During the 18th century there was no standard version of the rhyme, which was sung on Good Friday to accompany the selling of the buns. The London street cry, for example, is recorded in Poor Robin's Almanack for 1733, which noted:

Good Friday comes this month, the old woman runs,
With one a penny, two a penny, hot cross buns,
Whose virtue is, if you believe what's said,
They'll not grow mouldy like the common bread.

The last line refers to the belief that addition of dough kneaded for the host on Good Friday gave it such powers.

A different version of the cry was collected by Iona and Peter Opie in their compilation of 19th century children's booklets:

'Tis Good Friday morning, the little boy runs,
Along with his sister, to buy hot cross buns;
Her apron is full, yet her brother, the elf,
Unsatisfied still, must buy one for himself.

The words closest to the rhyme that has survived were printed as a round in the London Chronicle for 2–4 June 1767.

One a penny, two a penny, hot cross-buns;
If you've no daughters, give them to your sons;
And if you've no kind of pretty little elves,
Why then good faith, e'en eat them all yourselves.
 Two contemporary composers are credited with writing music for this: as a catch by Samuel Webbe, and as a glee by Luffman Atterbury.

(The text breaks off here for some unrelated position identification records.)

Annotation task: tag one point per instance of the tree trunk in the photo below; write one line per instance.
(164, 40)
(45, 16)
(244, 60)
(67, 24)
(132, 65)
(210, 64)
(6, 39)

James Orchard Halliwell later recorded a similar rhyme in his The Nursery Rhymes of England (London 1846) with the final line changed to "You cannot do better than to eat them yourselves". Yet another street cry was recorded by Halliwell in his dialect dictionary as common in Coventry on Good Friday:

One a penny, two a penny, hot cross buns,
Butter them and sugar them and put them in your muns (i.e. mouths)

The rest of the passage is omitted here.